La poesia è stata per Alda un vero e proprio toccasana grazie al quale ha potuto resistere e mediante le rime delle sue poesie si è permessa di far sbattere l’ipocrito viso della gente sulla cruda realtà dei reietti e degli emarginati a causa del loro disagio sociale, persone di cui era diventata una sorta di portavoce universale.

Scrive per e in rapporto agli altri ma più che altro scrive per se stessa e per una causa che fondamentalmente le sta a cuore ovvero l’umanità e la difesa dell’uomo inteso come singolo individuo, cantando tanto l’Amore pur non avendolo quasi mai ricevuto come si sarebbe potuta aspettare e che avrebbe desiderato diverso da quello che in realtà è stato.

Scrisse il Magnificat pensando all’obbedienza di Maria e non ebbe mai nessuna esitazione a esprimere le sue idee riguardo alla visibile e tangibile mancanza di regole all’interno del Paese, paragonando l’Italia di allora deficitaria in questo senso rispetto a quella del fascismo in cui lei era cresciuta.

Nei suoi scritti traspare sempre la sua esperienza di vita trasformando quelle che sono state delle pesanti croci in vere e proprie delizie che attraverso la sua arte poetica fa viaggiare all’infinito la sua genialità e la sua sensibilità.

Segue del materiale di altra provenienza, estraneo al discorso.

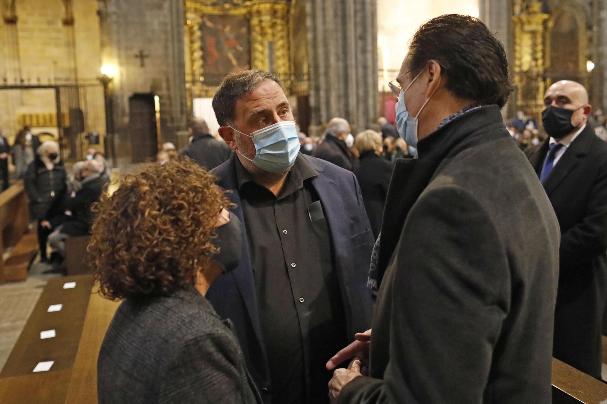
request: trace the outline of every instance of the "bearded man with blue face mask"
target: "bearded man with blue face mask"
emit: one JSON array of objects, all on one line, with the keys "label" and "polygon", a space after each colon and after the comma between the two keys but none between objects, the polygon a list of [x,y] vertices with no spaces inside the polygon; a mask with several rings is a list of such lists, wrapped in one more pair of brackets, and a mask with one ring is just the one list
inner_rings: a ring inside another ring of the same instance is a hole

Questo Alda Merini lo fa grazie ad uno stile limpido, asciutto e molto preciso con cui riflette su tutto ciò che la circonda, sul mondo che la avvolge e la permea sia esteriormente che interiormente.

Per Alda Merini la Poesia è tutto: è difesa, un solido scudo dietro cui proteggere quell’animo ribelle ma estremamente sensibile, ma al contempo è anche la sua formidabile arma con cui poter esprimere ciò che non si può o non si vuole esprimere, con la quale riesce quindi a difendere la propria dignità, custodendo gelosamente la propria umanità, senza dover per forza dimenticare la propria sensibilità.

La poesia è stata la migliore medicina per la sua anima, l’ancora che fa restare salda la barca dell’esistenza quando si trova in mezzo al mare in piena tempesta, la fonte di equilibrio nel pieno e consapevole disequilibrio, mezzo per la propria e altrui redenzione e la susseguente possibile salvezza.

Questo pensiero viene espresso nei vari lavori pubblicati grazie anche al grande uso che la Merini fa delle figure ossimoriche e che riesce rendere la sua poesia geniale e particolare, dove magari si desidera la morte ma si cerca contemporaneamente di rimanere attaccati il più possibile alla vita oppure si è totalmente disinibiti ma al contempo il sentimento provato è quello di un religioso e, qualche volta, casto pudore.

Per tutto questo, e per molto altro, Alda Merini la piccola ape furibonda come amava definirsi, è un personaggio che può definirsi assolutamente unico nella letteratura ma più in generale, nella cultura italiana e, forse purtroppo, difficilmente ripetibile.